The Langleys occasionally cook frozen pizzas or warm tortillas outside in an old solar oven bought secondhand for $1.
"It gets to 325 degrees," Langley said. "Chicken nuggets will cook about as fast [as in a conventional oven]. And you don’t heat up the house."
Their solar-powered TV is connected to an inverter box, which sits atop a 1948 Servel refrigerator -- also propane powered.
Propane is stored in a rusty, 250-gallon tank and costs them $1,000 a year.
A wood stove provides warmth in winter. They burn mostly discarded lumber and paper products.
Langley planted a wind barrier of junipers on the north side of his residence and grows wild plums for their fruit and as erosion control.

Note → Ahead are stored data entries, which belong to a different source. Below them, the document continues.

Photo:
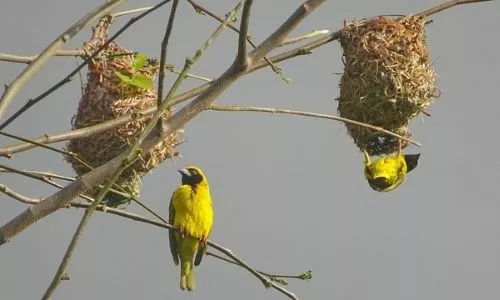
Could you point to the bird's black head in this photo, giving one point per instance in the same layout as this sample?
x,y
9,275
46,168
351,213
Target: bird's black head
x,y
411,161
192,176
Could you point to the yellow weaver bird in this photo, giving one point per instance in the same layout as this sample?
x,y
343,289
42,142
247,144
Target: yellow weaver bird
x,y
191,212
387,173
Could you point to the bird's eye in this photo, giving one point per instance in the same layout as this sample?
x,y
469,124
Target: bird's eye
x,y
368,171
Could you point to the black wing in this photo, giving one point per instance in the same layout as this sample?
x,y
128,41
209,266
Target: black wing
x,y
171,235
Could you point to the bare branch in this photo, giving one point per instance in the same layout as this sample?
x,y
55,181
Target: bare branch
x,y
12,90
282,32
105,171
234,108
24,199
163,58
242,41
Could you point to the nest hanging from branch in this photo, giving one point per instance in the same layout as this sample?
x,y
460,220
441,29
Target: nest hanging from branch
x,y
107,97
387,79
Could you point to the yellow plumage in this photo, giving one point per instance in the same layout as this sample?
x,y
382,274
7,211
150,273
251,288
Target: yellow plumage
x,y
387,173
191,212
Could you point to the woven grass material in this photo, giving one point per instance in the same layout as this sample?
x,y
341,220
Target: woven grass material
x,y
387,79
106,97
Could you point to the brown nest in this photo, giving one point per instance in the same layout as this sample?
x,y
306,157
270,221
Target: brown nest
x,y
107,97
387,79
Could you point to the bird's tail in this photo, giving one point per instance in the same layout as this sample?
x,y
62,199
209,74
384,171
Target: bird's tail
x,y
188,280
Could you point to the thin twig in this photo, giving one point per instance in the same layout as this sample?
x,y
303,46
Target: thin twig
x,y
235,108
60,199
79,231
12,89
130,11
63,152
135,217
273,277
199,8
163,59
24,199
66,79
90,130
242,40
29,59
39,177
310,35
171,68
133,153
447,5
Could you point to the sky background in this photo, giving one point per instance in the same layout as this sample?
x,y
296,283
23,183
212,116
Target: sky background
x,y
289,193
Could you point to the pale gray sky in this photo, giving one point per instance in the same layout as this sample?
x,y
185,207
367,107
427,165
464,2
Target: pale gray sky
x,y
436,237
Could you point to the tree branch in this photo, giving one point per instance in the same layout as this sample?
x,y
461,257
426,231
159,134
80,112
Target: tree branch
x,y
66,79
29,59
12,90
163,58
447,5
242,40
236,108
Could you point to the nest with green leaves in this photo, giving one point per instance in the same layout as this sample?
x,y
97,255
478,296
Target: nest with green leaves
x,y
387,79
119,83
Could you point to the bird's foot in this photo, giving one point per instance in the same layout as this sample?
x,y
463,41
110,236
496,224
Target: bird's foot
x,y
203,242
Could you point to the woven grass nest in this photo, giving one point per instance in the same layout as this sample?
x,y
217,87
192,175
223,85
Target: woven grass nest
x,y
387,79
108,97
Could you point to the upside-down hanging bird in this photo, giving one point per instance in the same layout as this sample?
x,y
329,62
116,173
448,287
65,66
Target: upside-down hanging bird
x,y
191,212
387,173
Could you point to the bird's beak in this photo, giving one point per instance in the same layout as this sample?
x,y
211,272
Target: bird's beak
x,y
411,161
184,173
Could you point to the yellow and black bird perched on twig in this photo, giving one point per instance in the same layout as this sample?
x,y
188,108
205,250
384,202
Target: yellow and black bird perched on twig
x,y
191,212
387,173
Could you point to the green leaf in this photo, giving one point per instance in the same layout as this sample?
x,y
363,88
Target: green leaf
x,y
139,61
123,78
142,81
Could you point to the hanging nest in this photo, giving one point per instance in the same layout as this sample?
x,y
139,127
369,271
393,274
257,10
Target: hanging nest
x,y
387,79
107,97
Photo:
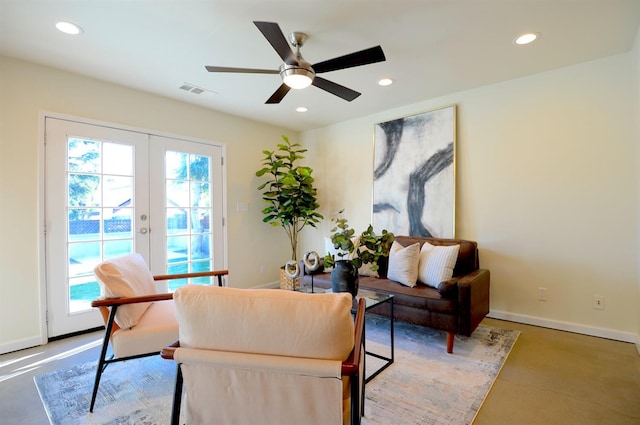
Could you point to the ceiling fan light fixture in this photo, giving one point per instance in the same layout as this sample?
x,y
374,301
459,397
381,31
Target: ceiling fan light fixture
x,y
527,38
68,28
296,76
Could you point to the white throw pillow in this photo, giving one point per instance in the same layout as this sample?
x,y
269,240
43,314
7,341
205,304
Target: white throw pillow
x,y
403,263
127,276
437,263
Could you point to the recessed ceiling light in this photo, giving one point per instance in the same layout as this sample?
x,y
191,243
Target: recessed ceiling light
x,y
527,38
68,28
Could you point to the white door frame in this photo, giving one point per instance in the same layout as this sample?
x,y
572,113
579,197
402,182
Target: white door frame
x,y
41,213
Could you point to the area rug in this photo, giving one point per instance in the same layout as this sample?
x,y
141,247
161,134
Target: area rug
x,y
425,385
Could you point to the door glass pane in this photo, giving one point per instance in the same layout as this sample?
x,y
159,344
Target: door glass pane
x,y
99,211
188,213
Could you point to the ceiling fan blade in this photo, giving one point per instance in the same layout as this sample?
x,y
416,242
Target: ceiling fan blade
x,y
276,38
363,57
333,88
241,70
279,94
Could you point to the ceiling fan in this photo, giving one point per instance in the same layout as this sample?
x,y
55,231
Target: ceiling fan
x,y
296,72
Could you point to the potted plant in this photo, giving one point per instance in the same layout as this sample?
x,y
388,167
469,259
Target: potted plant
x,y
353,252
289,193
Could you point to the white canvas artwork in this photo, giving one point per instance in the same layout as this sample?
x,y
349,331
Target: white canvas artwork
x,y
414,175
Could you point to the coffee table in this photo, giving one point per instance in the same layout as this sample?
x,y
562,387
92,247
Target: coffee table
x,y
373,299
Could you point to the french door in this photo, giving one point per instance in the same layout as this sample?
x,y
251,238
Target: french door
x,y
110,192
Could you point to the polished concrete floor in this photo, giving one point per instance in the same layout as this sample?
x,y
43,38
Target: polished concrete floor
x,y
554,377
551,377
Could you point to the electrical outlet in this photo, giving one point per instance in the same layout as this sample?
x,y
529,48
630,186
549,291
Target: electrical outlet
x,y
598,302
542,294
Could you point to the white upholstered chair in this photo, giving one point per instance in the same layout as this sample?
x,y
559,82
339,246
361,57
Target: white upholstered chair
x,y
266,356
139,321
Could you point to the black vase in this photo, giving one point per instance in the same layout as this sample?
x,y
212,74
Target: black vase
x,y
344,277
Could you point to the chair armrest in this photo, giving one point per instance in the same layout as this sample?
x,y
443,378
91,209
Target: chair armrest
x,y
168,351
110,302
473,300
351,366
449,288
191,275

Their $75 monthly dues to the cooperative pay for taxes, road repairs and water pumped from a community well.
They faithfully bag recyclables and take them to a drop-off center in Denton.
'Part of the future'
Langley is a thoughtful, slender, soft-spoken man with large, soulful eyes. Employed in Denton at a state-funded facility for mentally retarded adults, he devotes his spare time to making home improvements -- as the budget permits -- and educates himself about self-sufficient living by reading Home Power, Backwoods Home and Mother Earth News.

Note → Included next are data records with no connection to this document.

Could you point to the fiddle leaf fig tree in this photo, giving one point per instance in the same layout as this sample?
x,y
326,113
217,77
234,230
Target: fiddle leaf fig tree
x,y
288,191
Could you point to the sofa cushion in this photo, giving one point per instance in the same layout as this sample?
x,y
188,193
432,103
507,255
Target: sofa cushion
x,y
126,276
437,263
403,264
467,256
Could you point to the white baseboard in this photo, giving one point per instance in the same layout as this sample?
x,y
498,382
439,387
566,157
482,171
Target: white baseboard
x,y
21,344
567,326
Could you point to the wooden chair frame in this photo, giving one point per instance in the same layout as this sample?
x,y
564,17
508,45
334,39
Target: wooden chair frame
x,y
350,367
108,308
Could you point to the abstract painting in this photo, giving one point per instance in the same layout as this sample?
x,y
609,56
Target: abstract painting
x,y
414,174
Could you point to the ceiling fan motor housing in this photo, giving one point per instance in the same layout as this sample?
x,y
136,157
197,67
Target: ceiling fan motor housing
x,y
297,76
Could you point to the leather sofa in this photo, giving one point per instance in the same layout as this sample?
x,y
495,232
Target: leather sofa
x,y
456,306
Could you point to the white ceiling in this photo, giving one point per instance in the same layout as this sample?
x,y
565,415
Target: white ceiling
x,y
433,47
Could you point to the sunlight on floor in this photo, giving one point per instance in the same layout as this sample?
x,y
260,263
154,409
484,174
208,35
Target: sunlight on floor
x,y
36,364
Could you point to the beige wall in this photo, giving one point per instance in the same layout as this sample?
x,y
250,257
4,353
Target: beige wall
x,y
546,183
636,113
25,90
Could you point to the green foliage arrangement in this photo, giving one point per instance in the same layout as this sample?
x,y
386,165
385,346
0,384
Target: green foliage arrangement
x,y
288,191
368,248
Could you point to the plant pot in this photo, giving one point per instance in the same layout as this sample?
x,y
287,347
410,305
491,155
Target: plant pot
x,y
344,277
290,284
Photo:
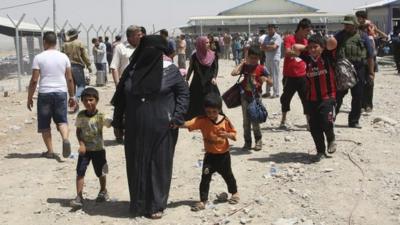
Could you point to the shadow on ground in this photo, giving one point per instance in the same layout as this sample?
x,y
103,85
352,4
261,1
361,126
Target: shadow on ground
x,y
286,157
108,143
32,156
115,209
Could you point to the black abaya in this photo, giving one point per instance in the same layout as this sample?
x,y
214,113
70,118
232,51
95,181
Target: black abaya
x,y
201,85
150,142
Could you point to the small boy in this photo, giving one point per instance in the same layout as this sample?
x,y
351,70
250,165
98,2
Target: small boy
x,y
216,130
321,91
255,75
89,131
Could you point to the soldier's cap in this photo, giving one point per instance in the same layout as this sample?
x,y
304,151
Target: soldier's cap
x,y
351,20
72,33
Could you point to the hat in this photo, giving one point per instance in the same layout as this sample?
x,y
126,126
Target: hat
x,y
272,25
350,19
72,33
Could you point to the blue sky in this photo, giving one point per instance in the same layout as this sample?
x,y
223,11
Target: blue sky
x,y
162,13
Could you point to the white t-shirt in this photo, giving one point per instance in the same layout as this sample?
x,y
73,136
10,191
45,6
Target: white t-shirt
x,y
122,53
52,65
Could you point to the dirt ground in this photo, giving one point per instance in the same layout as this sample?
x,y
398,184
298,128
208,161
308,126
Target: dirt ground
x,y
359,185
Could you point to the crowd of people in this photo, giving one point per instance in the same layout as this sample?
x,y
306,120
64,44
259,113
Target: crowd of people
x,y
154,98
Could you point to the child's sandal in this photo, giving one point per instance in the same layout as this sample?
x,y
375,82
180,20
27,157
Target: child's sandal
x,y
234,200
222,197
198,207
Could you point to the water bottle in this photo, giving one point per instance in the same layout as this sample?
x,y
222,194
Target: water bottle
x,y
272,170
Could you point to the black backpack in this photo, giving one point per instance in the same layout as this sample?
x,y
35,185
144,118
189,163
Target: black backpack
x,y
346,74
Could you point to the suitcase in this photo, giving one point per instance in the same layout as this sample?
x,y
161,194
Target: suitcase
x,y
100,78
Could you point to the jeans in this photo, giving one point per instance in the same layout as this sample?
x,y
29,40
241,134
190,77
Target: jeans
x,y
321,122
291,85
220,163
357,93
79,79
247,124
51,105
273,68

The son of a military father, he and his family moved around the country when he was growing up.
In 1981, in his late 20s, Langley settled in the Denton area and lived alone in a 13-foot travel trailer. He got his electricity from an extension cord he ran from a friend’s home. Five years later, he moved his trailer to Rainbow Valley. With no electricity available, he used an old car battery to power a single light in the trailer and a small TV.
"When the power got low," he recalled, "the picture got smaller and smaller."
Langley began building a three-room cabin, using lumber and other scrap materials he acquired from homes he helped tear down as a side job. He installed solar panels and was living there when his new wife joined him. They settled in their current home about five years ago.
Tammy Yates, a Fort Worth native, had lived in Denton in a single-family home and an apartment and was accustomed to city life.
But she had been energy conscious for years.
"I was taught to always turn off what you're not using. That's the way I was brought up," she said.
Moving to Rainbow Valley "wasn't a shocker," she said, but rather an adjustment.
Jerry Langley said he feels somewhat like a pioneer in Rainbow Valley.
"There's no electric bill. ... I like the progressive nature of it," he said. "I think we're part of the future as petroleum gets harder and harder to come by. I know people will stay on the grid, but someday the grid will be powered by mostly solar and wind.
"There are so many reasons to be environmentally conscious I don't know where to begin," Langley said. "I hope we can keep our planet in good enough shape until we can inhabit other places -- other planets. Eventually I think it will become intolerable enough here -- with overpopulation -- that people will want to go.
"I just want to help hold the planet together until then."